Schmid Snatches Coppi e Bartali Overall From Laurance in Thrilling Final-Stage Sprint
Mauro Schmid has completed one of the most dramatic final-day overhauls of the 2026 season, winning the closing stage of the Settimana Internazionale Coppi e Bartali in Gemona del Friuli and flipping a two-second general classification deficit to snatch the overall title from Axel Laurance. The Swiss rider of Team Jayco AlUla crossed the line in Friuli with both arms raised, aware that the ten bonus seconds awarded for the stage win had just rewritten the standings in his favour.
Laurance, the French time trial specialist of INEOS Grenadiers, had led the race since his stage one triumph and defended the maglia azzurra through four brutal days in Emilia-Romagna and Friuli. The 24-year-old looked set to seal his first stage race overall of the year until Jayco AlUla tore the final 40 kilometres apart on the last ascent of Monte Stella.
The decisive move came from an unlikely source. Alan Hatherly, the reigning XCO World Champion and a rider still feeling his way into road racing with the Australian squad, detonated the front group with an uncompromising dig on the upper slopes of the climb. Schmid, sensing the opportunity of the entire race, immediately surged across to his teammate. Within a kilometre the pair had opened a small but significant gap that INEOS could not close.
Laurance, stranded in a chasing group that included Antonio Tiberi and Jefferson Cepeda, refused to panic and steadily clawed back on the long valley drag into Gemona.

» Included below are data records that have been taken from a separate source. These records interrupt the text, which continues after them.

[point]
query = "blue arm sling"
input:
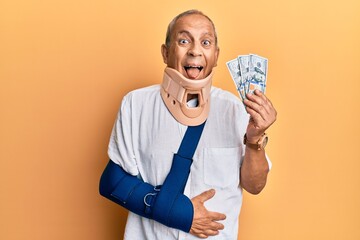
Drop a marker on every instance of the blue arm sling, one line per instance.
(165, 204)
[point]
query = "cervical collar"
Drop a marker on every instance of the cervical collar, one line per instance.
(175, 90)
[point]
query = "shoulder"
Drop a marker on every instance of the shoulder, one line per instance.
(144, 92)
(219, 94)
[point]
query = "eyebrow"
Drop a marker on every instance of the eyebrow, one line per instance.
(188, 33)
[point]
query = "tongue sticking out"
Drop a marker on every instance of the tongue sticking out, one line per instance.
(193, 72)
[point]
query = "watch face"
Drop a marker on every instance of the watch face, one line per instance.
(264, 142)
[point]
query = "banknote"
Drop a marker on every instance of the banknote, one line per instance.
(257, 73)
(249, 72)
(234, 69)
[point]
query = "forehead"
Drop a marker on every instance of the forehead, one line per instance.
(193, 23)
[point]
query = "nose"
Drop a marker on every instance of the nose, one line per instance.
(195, 50)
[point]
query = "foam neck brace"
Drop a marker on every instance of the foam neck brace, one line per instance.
(176, 90)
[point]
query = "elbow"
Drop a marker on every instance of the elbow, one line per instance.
(253, 187)
(103, 189)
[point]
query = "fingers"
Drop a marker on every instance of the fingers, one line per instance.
(205, 223)
(261, 110)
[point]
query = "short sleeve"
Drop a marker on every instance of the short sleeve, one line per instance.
(120, 149)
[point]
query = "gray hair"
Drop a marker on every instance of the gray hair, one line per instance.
(183, 14)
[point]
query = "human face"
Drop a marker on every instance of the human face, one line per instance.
(192, 51)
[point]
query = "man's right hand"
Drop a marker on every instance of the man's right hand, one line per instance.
(205, 223)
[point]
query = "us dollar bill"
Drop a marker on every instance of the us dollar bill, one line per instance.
(234, 69)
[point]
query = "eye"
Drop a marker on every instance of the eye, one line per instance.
(183, 41)
(206, 43)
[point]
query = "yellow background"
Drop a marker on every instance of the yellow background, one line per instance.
(65, 66)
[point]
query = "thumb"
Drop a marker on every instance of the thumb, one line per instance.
(204, 196)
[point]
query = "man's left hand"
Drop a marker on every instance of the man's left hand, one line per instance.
(262, 115)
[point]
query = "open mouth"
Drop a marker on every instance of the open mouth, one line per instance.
(193, 71)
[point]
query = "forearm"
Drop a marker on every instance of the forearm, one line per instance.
(254, 170)
(170, 208)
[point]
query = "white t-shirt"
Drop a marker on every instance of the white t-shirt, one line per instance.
(144, 138)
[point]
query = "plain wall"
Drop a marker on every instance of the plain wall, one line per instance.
(65, 66)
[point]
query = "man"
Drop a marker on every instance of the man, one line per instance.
(152, 123)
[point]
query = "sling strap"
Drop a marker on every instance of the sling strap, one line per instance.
(166, 204)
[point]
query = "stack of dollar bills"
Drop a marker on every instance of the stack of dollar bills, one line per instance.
(249, 73)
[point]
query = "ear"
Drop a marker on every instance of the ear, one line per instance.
(164, 53)
(217, 52)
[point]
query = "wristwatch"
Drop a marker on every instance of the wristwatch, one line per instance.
(259, 145)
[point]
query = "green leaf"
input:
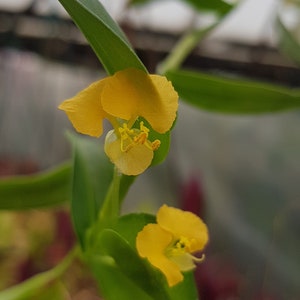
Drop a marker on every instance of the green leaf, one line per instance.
(287, 43)
(234, 96)
(132, 266)
(103, 34)
(92, 176)
(114, 285)
(37, 286)
(38, 190)
(219, 6)
(114, 257)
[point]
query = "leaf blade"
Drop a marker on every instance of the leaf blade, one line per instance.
(103, 34)
(232, 96)
(39, 190)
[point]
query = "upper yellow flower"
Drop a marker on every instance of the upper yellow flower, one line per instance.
(169, 244)
(121, 99)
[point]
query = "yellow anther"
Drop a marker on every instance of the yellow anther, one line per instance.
(133, 137)
(155, 144)
(141, 138)
(143, 128)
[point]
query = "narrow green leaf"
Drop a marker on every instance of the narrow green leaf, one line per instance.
(91, 179)
(115, 248)
(287, 42)
(103, 34)
(113, 284)
(234, 96)
(219, 6)
(132, 266)
(38, 190)
(34, 287)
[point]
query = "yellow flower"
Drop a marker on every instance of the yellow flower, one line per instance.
(169, 244)
(122, 99)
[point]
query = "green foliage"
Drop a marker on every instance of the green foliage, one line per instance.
(103, 34)
(113, 257)
(34, 288)
(234, 96)
(36, 191)
(218, 6)
(92, 175)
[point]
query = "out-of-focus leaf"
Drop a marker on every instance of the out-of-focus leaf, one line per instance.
(35, 191)
(92, 175)
(234, 96)
(287, 43)
(219, 6)
(40, 285)
(104, 35)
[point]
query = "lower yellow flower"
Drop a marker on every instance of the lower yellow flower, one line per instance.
(169, 244)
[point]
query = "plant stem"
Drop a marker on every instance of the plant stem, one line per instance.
(111, 205)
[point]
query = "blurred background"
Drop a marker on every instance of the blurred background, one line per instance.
(240, 173)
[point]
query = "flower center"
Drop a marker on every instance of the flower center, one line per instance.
(131, 137)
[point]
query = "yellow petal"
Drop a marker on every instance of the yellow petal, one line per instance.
(132, 162)
(85, 111)
(151, 243)
(185, 262)
(130, 93)
(184, 224)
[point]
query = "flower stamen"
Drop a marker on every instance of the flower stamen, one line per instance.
(133, 137)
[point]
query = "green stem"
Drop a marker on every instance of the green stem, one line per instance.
(111, 205)
(28, 288)
(184, 47)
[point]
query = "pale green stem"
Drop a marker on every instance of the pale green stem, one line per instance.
(28, 288)
(183, 48)
(111, 205)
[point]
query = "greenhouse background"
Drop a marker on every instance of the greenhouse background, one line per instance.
(240, 172)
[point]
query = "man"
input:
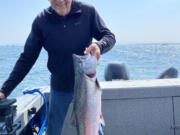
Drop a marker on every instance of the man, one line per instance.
(66, 27)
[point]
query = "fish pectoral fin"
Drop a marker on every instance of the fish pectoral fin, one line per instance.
(98, 85)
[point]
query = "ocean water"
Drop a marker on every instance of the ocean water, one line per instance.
(144, 61)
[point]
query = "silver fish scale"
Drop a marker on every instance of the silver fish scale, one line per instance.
(87, 104)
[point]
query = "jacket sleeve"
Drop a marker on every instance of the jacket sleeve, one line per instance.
(26, 60)
(105, 38)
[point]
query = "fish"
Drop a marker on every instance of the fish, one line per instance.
(86, 114)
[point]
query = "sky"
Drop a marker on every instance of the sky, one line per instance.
(132, 21)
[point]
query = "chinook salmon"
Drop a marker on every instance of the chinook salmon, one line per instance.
(87, 96)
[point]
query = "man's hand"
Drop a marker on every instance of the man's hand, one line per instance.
(2, 96)
(94, 50)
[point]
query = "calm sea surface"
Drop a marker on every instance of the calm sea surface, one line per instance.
(144, 61)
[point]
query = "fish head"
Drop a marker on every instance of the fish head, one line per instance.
(86, 64)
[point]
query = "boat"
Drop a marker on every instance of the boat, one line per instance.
(131, 107)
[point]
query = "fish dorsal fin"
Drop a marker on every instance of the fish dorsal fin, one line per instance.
(98, 85)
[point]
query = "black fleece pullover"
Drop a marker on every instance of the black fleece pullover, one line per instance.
(60, 37)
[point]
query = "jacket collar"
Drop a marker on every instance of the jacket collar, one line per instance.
(75, 9)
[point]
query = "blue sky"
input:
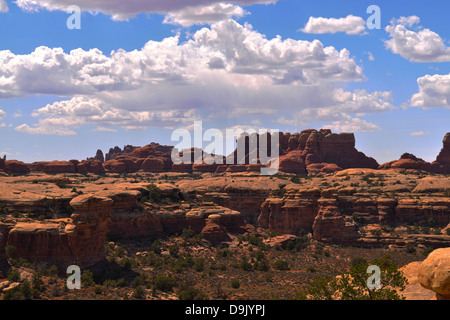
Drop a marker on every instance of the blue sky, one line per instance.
(178, 62)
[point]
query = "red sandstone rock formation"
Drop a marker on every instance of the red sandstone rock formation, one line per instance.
(76, 240)
(90, 166)
(213, 231)
(53, 167)
(16, 167)
(407, 161)
(442, 163)
(299, 150)
(434, 273)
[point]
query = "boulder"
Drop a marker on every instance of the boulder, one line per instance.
(16, 167)
(90, 166)
(316, 168)
(442, 163)
(434, 273)
(292, 163)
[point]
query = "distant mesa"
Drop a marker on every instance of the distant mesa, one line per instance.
(307, 152)
(410, 161)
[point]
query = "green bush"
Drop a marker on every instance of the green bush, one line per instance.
(165, 283)
(235, 284)
(191, 293)
(13, 275)
(281, 265)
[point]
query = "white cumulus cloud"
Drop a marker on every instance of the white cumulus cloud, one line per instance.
(3, 6)
(417, 46)
(434, 91)
(226, 69)
(124, 10)
(351, 25)
(204, 14)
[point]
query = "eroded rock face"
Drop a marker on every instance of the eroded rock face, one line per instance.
(53, 167)
(442, 163)
(90, 166)
(407, 161)
(295, 213)
(16, 167)
(76, 240)
(434, 273)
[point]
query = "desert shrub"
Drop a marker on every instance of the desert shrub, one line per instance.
(87, 278)
(174, 250)
(245, 265)
(189, 236)
(296, 179)
(13, 275)
(353, 285)
(280, 265)
(155, 194)
(139, 293)
(165, 283)
(235, 284)
(410, 248)
(279, 193)
(191, 293)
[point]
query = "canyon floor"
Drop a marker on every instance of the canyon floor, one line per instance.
(216, 236)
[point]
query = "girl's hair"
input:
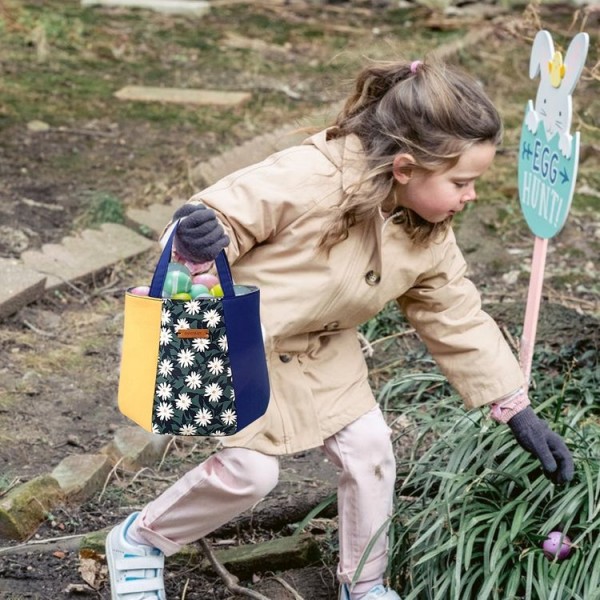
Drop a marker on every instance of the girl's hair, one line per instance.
(432, 111)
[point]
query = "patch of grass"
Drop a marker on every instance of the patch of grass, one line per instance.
(102, 207)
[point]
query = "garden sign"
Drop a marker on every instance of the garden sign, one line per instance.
(548, 161)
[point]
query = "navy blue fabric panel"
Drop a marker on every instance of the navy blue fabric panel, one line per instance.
(247, 356)
(160, 273)
(225, 278)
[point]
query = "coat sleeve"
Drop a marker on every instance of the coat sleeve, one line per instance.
(257, 203)
(445, 309)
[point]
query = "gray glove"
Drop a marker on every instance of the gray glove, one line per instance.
(199, 236)
(534, 435)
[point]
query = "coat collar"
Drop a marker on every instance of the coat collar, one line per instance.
(346, 153)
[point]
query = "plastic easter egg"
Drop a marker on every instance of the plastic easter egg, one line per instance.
(140, 290)
(177, 281)
(182, 296)
(216, 290)
(198, 291)
(556, 545)
(206, 279)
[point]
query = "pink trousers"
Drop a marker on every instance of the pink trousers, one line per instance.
(234, 479)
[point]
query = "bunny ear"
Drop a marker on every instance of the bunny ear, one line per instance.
(575, 60)
(541, 54)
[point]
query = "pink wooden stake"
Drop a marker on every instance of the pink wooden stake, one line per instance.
(532, 310)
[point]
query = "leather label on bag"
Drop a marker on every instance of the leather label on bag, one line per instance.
(192, 333)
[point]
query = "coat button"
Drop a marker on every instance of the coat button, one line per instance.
(372, 278)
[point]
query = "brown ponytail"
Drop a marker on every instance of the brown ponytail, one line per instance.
(433, 112)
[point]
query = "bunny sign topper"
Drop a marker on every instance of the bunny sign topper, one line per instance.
(548, 161)
(548, 153)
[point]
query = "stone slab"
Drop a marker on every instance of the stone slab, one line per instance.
(152, 219)
(81, 476)
(140, 93)
(260, 147)
(19, 286)
(195, 8)
(83, 256)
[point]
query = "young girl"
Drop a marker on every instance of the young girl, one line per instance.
(331, 231)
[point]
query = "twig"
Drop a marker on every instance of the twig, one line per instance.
(167, 448)
(288, 587)
(10, 486)
(50, 543)
(36, 330)
(230, 580)
(112, 472)
(183, 594)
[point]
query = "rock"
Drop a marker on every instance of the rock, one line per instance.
(24, 508)
(182, 96)
(82, 476)
(135, 448)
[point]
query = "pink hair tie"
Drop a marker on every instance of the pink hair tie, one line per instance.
(414, 65)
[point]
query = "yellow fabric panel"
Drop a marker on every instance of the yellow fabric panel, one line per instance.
(139, 358)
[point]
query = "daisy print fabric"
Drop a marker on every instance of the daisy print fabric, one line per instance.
(194, 393)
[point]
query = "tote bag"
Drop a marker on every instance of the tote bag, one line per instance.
(193, 367)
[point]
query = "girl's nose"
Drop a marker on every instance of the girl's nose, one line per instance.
(470, 195)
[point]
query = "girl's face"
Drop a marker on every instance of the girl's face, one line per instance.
(437, 195)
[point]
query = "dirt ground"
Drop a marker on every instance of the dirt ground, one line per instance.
(59, 357)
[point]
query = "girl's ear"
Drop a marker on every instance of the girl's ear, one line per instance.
(403, 167)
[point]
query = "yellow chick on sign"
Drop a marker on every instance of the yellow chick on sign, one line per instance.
(557, 69)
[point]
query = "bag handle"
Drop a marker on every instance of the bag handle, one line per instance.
(160, 273)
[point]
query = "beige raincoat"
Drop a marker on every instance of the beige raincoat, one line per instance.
(311, 302)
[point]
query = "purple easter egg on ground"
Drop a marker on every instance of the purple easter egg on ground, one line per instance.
(557, 545)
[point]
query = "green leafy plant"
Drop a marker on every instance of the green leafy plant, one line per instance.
(474, 509)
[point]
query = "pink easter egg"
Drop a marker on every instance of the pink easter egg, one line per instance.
(198, 290)
(206, 279)
(140, 290)
(216, 290)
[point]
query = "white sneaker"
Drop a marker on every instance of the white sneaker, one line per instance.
(136, 570)
(379, 592)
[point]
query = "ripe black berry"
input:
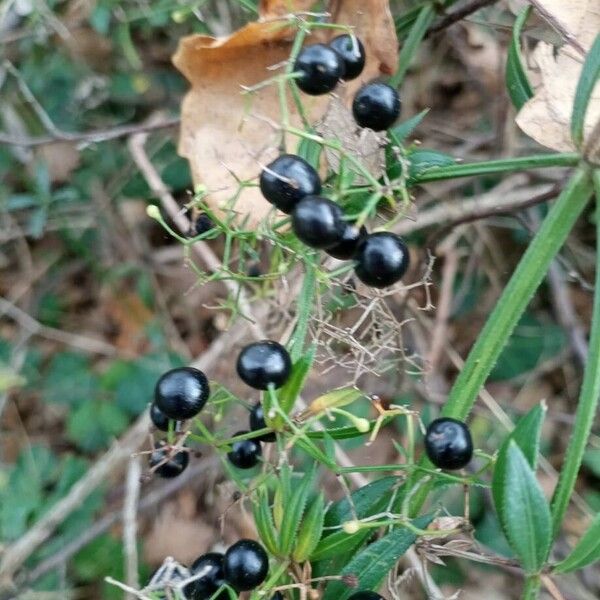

By the 3km banner the Frenchman had rejoined Schmid and Hatherly, setting up a tense three-up finale with the overall balance resting on bonus seconds.
In the final 500 metres Hatherly buried himself in the wind, before peeling off with 200 to go and gifting his teammate the perfect lead-out. Schmid held his nerve, accelerated off the right-hand side of the road and edged Laurance by half a bike length on the line. The timing board confirmed what the Jayco bus already knew — Schmid had won the stage, the ten-second bonus and the overall by a margin of eight seconds.
Alan Hatherly's willingness to work for a teammate on a road race capped a breakout week for the South African, while Alan himself tucked third on the final podium behind Laurance on GC — a result that will only increase speculation about a possible Giro d'Italia debut later this spring. Tiberi finished fourth, with Romain Bardet, riding one of his final professional stage races, rounding out the top five.
For Schmid, the victory is arguably the biggest of a career that has taken in Swiss national titles, a Giro stage and a World track championship. The 26-year-old joins the Coppi e Bartali roll of honour alongside former winners Jai Hindley and Diego Ulissi, and arrives at next week's Tour of the Alps as one of the in-form stage racers of the early season.
Laurance, despite the heartbreak, walked away with the points classification and four days in the leader's jersey — invaluable experience for a rider whose Paris-Roubaix debut is just eight days away. "We lost by ten seconds on a bonus sprint," the Frenchman said afterwards. "That's bike racing. I'll take the lessons and use them."